La crise, par ailleurs, n’explique pas tout : les grandes entreprises du CAC 40 continuent de réaliser des dizaines de milliards d’euros de profits. Elles ont distribué l’an dernier, au titre de leurs résultats pour 2010, 40 milliards de dividendes à leurs actionnaires. Il est trop tôt pour savoir quel sera le montant versé à ce titre en 2012. En tout cas, les actionnaires de Total, n’ont pas à s’inquiéter : l’entreprise a annoncé qu’elle avait réalisé 12 milliards d’euros de profits au titre de l’exercice 2011…

Ces excellents résultats n’empêchent pourtant pas ces grands groupes de supprimer des emplois sur notre territoire et de délocaliser une partie de leur activité. C’est notamment le secteur industriel qui souffre de ces suppressions de poste : je rappelle que nous avons perdu 500 000 emplois industriels depuis cinq ans.

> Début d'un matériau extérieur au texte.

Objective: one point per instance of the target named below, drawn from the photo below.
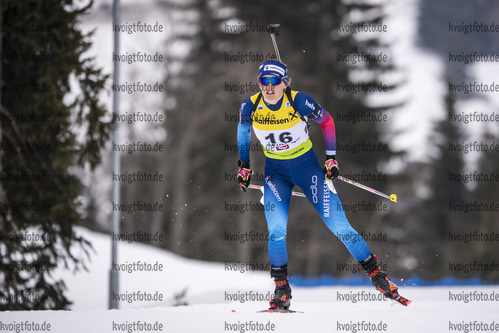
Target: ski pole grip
(273, 29)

Face à cette situation, le Président de la République a décidé, une fois de plus, de s’en prendre aux chômeurs au lieu de s’attaquer aux causes du chômage.

À l’entendre, les demandeurs d’emploi seraient responsables de leur situation parce qu’ils refuseraient de suivre des formations ou de répondre aux offres d’emploi disponibles. Pourtant, tous ceux qui connaissent le sujet savent qu’une infime minorité des demandeurs d’emploi refusent les offres d’emploi qui leur sont proposées, à condition bien sûr qu’il s’agisse d’offres d’emploi valables !

Je rappelle que votre majorité a déjà voté, en 2008, une loi relative aux droits et aux devoirs des demandeurs d’emploi. Ce texte a durci les règles en matière de recherche d’emploi et a donné à Pôle emploi tous les outils pour sanctionner les éventuels fraudeurs. Ce n’est certainement pas en accablant encore les chômeurs de contraintes et d’obligations que l’on va résoudre le problème du chômage. La réalité, c’est que beaucoup trop d’emplois, notamment industriels, sont aujourd’hui supprimés sans réel motif économique, dans le seul but d’élargir les marges des grandes entreprises et de satisfaire les actionnaires.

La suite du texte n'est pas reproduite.